My roomate, who is an engineer, mentioned that while he was in school, an instructor commented that the twin towers of the World Trade Center would not be legal to construct here in Canada, because and our building code requires a load-bearing core, and the WTC towers’ load bearing walls were all on the exterior of the building.
Is this true?
If so, wouldn’t such a structure be unsafe in less extreme circumstances than have transpired? (Like an earthquake?)
It’s true such a design would be poor in a seismic zone, such as Los Angeles. However, NY has mild tremors, at worst - and they’re relatively rare. The code fits the expected conditions of the area.
The load-bearing walls would explain the collapse like a house of cards - looking quite like an implosion.
IANAE(ngineer) however, the WTC was designed to withstand large shear forces from the wind. Twisting forces are what destroy most large buildings in earthquake. I was told (at a WTC tour of course) that the WTC was the building MOST likely to withstand an earthquake in New York, sincece it was already designed to withstand twisting.
The outer walls were definately load bearing.

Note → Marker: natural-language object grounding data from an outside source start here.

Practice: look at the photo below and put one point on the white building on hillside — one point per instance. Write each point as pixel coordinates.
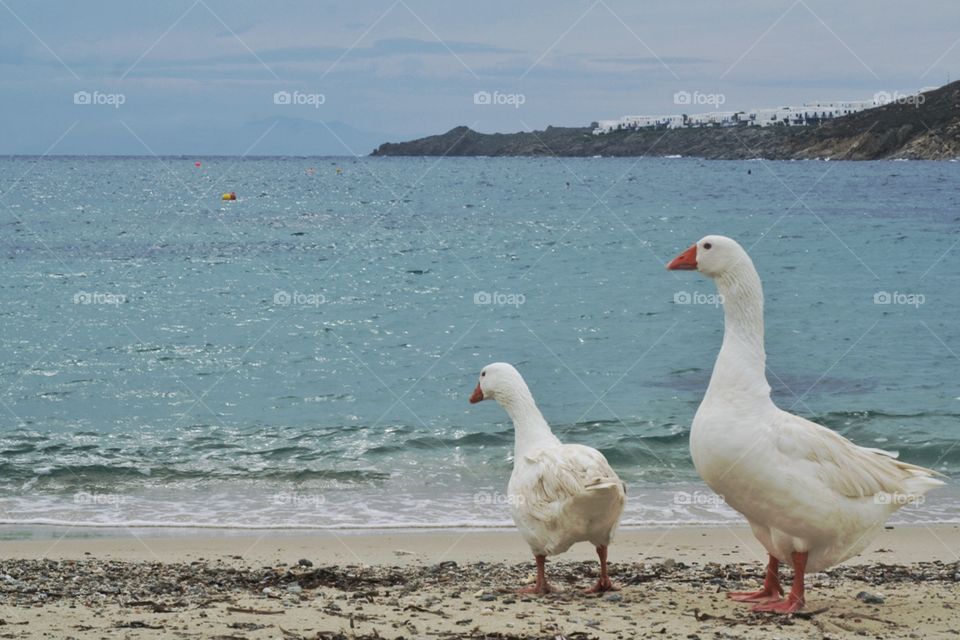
(808, 113)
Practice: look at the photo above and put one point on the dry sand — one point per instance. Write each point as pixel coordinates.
(458, 584)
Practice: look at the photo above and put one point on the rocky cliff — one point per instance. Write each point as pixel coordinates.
(926, 128)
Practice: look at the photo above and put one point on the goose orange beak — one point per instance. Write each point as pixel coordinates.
(686, 261)
(477, 395)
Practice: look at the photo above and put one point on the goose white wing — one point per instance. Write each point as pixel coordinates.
(553, 478)
(843, 467)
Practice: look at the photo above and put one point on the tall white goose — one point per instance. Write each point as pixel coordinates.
(559, 494)
(812, 497)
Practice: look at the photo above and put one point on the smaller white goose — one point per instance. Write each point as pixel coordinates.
(812, 497)
(559, 493)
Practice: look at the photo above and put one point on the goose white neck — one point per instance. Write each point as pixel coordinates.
(531, 431)
(741, 365)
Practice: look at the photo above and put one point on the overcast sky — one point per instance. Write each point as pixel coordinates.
(200, 77)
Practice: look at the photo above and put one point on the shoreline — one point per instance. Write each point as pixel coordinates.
(897, 543)
(457, 584)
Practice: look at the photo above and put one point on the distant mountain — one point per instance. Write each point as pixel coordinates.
(924, 129)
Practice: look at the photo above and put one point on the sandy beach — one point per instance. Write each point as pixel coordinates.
(453, 584)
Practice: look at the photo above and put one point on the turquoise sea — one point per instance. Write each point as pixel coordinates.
(302, 356)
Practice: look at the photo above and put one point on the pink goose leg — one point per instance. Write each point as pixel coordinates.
(603, 583)
(771, 590)
(540, 587)
(794, 601)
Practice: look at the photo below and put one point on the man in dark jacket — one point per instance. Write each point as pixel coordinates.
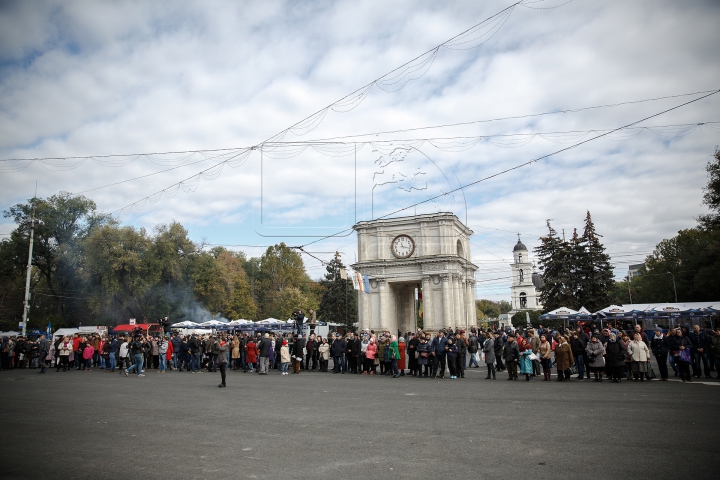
(473, 347)
(337, 350)
(411, 354)
(461, 344)
(196, 353)
(498, 348)
(699, 352)
(439, 350)
(176, 341)
(309, 346)
(660, 347)
(352, 352)
(264, 349)
(276, 351)
(578, 348)
(511, 355)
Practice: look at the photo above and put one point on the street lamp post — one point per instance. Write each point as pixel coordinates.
(674, 288)
(26, 305)
(629, 294)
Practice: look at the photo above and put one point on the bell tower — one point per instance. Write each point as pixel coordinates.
(523, 293)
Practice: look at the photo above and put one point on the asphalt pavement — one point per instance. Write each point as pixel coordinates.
(83, 425)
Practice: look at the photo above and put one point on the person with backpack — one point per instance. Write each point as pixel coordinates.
(221, 361)
(511, 355)
(137, 348)
(392, 352)
(439, 352)
(162, 346)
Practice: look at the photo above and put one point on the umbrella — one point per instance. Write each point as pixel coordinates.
(212, 323)
(185, 324)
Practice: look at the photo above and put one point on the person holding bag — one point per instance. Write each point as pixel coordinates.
(65, 349)
(595, 352)
(639, 357)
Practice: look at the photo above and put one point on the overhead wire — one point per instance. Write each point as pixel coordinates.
(524, 164)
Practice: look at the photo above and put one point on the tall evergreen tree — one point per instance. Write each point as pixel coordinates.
(594, 272)
(338, 303)
(553, 257)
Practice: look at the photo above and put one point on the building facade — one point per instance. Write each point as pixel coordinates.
(429, 253)
(523, 293)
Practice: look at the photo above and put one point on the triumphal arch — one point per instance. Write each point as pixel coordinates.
(428, 254)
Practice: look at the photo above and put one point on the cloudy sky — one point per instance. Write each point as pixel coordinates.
(106, 81)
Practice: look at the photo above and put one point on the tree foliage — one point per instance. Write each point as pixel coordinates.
(90, 269)
(338, 303)
(576, 272)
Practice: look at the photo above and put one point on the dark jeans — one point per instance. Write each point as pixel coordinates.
(684, 370)
(697, 371)
(580, 362)
(222, 371)
(439, 360)
(460, 366)
(338, 365)
(452, 365)
(512, 368)
(662, 365)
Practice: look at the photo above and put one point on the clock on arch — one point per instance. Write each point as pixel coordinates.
(402, 246)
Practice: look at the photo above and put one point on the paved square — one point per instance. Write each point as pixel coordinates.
(320, 425)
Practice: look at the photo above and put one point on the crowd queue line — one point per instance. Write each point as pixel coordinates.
(588, 352)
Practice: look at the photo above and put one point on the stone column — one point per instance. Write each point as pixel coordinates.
(470, 302)
(458, 306)
(428, 321)
(447, 300)
(383, 323)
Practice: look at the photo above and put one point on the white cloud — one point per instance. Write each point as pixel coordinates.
(93, 79)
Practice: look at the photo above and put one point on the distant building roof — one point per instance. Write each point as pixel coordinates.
(519, 246)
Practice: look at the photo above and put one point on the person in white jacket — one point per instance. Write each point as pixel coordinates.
(639, 357)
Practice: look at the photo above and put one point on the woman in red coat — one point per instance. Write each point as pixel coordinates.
(250, 355)
(401, 361)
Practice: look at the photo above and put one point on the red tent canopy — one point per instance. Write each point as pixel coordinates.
(130, 328)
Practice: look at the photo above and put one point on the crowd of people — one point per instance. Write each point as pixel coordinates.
(590, 352)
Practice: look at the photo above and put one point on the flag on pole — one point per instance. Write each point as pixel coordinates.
(420, 305)
(366, 284)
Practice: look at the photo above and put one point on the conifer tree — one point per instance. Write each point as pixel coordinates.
(553, 256)
(594, 272)
(338, 303)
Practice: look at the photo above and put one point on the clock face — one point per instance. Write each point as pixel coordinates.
(402, 246)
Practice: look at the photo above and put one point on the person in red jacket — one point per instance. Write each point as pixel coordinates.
(250, 355)
(77, 354)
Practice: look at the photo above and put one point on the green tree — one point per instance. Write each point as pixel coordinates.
(592, 270)
(280, 268)
(692, 258)
(67, 220)
(520, 318)
(554, 259)
(120, 273)
(711, 195)
(338, 303)
(289, 299)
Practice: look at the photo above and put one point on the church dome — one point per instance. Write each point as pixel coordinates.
(519, 246)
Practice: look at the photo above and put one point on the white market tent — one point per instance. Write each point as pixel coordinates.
(61, 332)
(269, 321)
(239, 321)
(212, 323)
(185, 324)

Inside the Towers there were big open floors with hardly any bearing walls.
In a nutshell, for the layman…
Twisting IS NOT shear! Wind shear is one thing creating one type of stress; a twisting action creates a different stress. It’s not so much the load, but the resulting stress from the load. These two types of stresses must always be accounted for in any design.
I is a engineer - suffered through too many STRESS classes!